Viborg farmer/SDSA director planting ‘as early as I’ve ever gone’

April 30, 2024

There has been limited planting among South Dakota farmers. As of Sunday, April 28th, USDA’s National Agricultural Statistics Service says soybean planting in South Dakota is four percent complete, slightly ahead of the average of two percent completed. The same survey indicates corn planting is 13 percent finished, which is ahead of last year’s one percent complete and also ahead of the five-year average of six percent complete.

Chad Nelsen, who farms near the southeastern South Dakota community of Viborg, said during the last week of April, that planting conditions have been good following earlier precipitation.

“We recently had anywhere from two to four inches [of rain] kind of pretty widespread in our area,” Nelsen told the South Dakota Soybean Network. “We were able to get in the field about four days later. There’s a fair amount of corn going in, not a frantic pace; but a lot of beans going in early, probably earlier than usual, so we are planting both at the same time.”

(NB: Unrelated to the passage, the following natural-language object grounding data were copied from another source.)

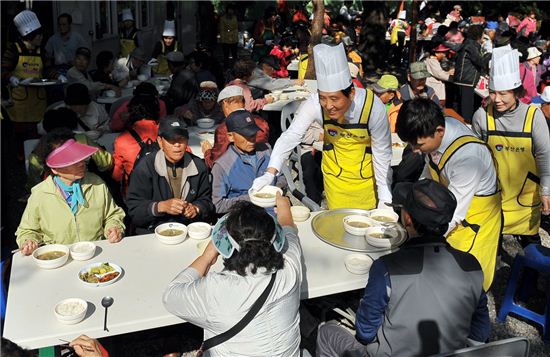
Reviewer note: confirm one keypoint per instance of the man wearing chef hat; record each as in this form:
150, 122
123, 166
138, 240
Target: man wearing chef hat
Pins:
517, 134
166, 45
129, 34
357, 142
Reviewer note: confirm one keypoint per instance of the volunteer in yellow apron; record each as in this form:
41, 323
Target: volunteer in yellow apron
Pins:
517, 134
357, 142
128, 36
481, 228
163, 47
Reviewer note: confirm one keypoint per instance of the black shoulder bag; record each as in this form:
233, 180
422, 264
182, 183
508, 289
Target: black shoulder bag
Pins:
221, 338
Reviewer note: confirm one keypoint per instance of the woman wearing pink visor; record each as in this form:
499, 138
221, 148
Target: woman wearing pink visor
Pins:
71, 205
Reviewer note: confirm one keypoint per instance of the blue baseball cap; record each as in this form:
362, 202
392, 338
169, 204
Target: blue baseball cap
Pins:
226, 245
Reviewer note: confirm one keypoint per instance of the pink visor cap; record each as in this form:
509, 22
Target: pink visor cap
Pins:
69, 153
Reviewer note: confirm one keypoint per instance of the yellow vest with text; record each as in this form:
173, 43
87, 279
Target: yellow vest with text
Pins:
29, 102
518, 174
162, 68
347, 167
480, 230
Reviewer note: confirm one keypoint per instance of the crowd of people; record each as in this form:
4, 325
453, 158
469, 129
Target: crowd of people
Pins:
460, 186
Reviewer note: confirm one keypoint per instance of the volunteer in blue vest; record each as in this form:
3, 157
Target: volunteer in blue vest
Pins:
168, 44
518, 137
357, 142
129, 34
462, 162
24, 62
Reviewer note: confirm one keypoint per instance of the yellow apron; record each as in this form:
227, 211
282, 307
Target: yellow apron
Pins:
481, 228
518, 175
29, 102
162, 68
347, 168
127, 45
302, 65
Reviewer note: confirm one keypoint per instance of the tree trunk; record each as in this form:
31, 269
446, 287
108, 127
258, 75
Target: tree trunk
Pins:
316, 33
372, 41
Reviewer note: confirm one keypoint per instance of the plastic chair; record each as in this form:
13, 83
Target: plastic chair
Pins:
536, 257
510, 347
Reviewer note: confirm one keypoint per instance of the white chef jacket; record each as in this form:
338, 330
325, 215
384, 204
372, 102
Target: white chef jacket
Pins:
310, 111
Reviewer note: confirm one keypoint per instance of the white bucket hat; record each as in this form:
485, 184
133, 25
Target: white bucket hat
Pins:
169, 28
127, 15
26, 22
331, 68
504, 74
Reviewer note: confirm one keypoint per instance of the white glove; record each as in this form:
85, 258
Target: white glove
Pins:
14, 81
262, 181
26, 81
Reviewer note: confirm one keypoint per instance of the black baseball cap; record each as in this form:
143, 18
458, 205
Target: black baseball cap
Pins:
427, 201
241, 122
172, 127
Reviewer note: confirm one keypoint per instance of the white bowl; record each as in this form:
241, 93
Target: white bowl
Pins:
205, 123
349, 222
71, 311
384, 215
171, 239
82, 250
358, 263
199, 230
299, 213
392, 233
110, 93
264, 201
52, 263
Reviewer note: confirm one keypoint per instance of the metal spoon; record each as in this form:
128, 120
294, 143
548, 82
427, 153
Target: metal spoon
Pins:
106, 302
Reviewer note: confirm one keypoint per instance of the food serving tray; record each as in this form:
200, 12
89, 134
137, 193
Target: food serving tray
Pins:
329, 227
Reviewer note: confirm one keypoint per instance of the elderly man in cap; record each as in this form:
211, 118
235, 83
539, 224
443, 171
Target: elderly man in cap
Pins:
262, 79
357, 142
242, 162
456, 158
427, 298
129, 34
172, 185
131, 67
231, 99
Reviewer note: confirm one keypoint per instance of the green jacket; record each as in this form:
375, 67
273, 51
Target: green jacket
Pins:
49, 219
102, 159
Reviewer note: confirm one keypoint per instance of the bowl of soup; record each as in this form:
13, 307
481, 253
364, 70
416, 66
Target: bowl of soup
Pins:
71, 311
171, 233
51, 256
384, 215
381, 237
266, 197
357, 224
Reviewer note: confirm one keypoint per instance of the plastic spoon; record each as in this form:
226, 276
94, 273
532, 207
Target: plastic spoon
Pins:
106, 302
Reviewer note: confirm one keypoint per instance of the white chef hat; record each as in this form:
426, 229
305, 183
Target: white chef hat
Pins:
26, 22
504, 74
127, 15
331, 68
169, 28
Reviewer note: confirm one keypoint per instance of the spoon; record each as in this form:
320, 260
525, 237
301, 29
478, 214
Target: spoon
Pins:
106, 302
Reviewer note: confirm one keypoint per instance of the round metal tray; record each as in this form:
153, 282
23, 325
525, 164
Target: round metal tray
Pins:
329, 227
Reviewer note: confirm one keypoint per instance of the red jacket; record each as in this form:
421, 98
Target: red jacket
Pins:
127, 148
221, 142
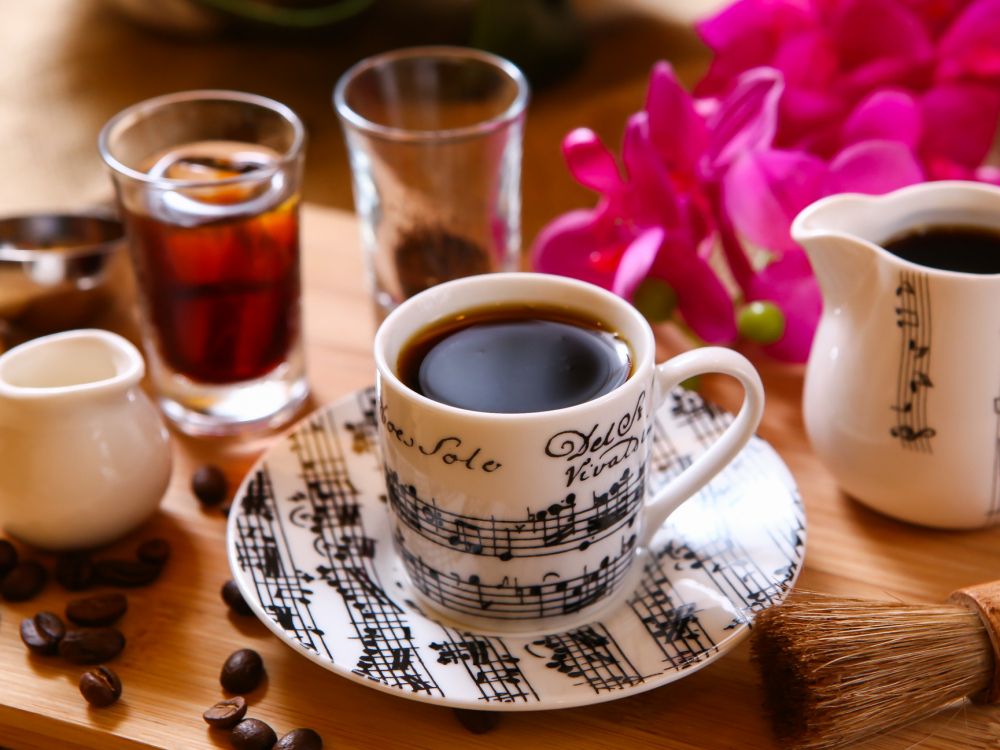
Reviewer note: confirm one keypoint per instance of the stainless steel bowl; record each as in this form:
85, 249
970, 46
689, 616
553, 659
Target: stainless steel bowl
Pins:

Nelsen, a South Dakota Soybean Association director, figures hiring some of his planting, an option that allows planting corn and soybeans simultaneously, is a good investment so that he can get all of his row crops in the ground sooner rather than later.

“This year is as early as I’ve ever gone; I started on [April] 23rd. I try to have them in by May first, that’s always kind of a goal,” he said. “I think, the more sunlight you can harvest, the better off we are. It seems like the beans take the weather, the cold soil temps, better than the corn, so we’re moving ahead.”

Even though shots of rain in Nelsen’s area temporarily kept the planters in the shed, Nelsen’s outlook for the start of the season is positive.

“Yeah, just having that little bit of moisture, it’s really planting nice; I couldn’t say enough good about the conditions,” Nelsen said. “It seems like the cornstalk ground going into soybeans is drying up a little bit quicker, being able to get on a little bit sooner. As far as the overall moisture, I’d say we’re as good as we could ask for in our area.”

The past winter was cold following early snowfall. And there were conditions that Nelsen saw as a hopeful sign for the growing season.

“We had around 20 inches [of snow] and then we really didn’t have any after that, but we had a good March melt, we had a lot of fog. We’re hopeful that those fog days will kind of come around when we need them in May and June, here,” said Nelsen.

“I guess all we can ask for is that the good Lord gives us timely rain and everybody has a safe season and let’s hope for the best and do our best,” concluded Nelsen. “Be good neighbors and pray that we have a good crop, and everybody can kind of hold things together and make some money.”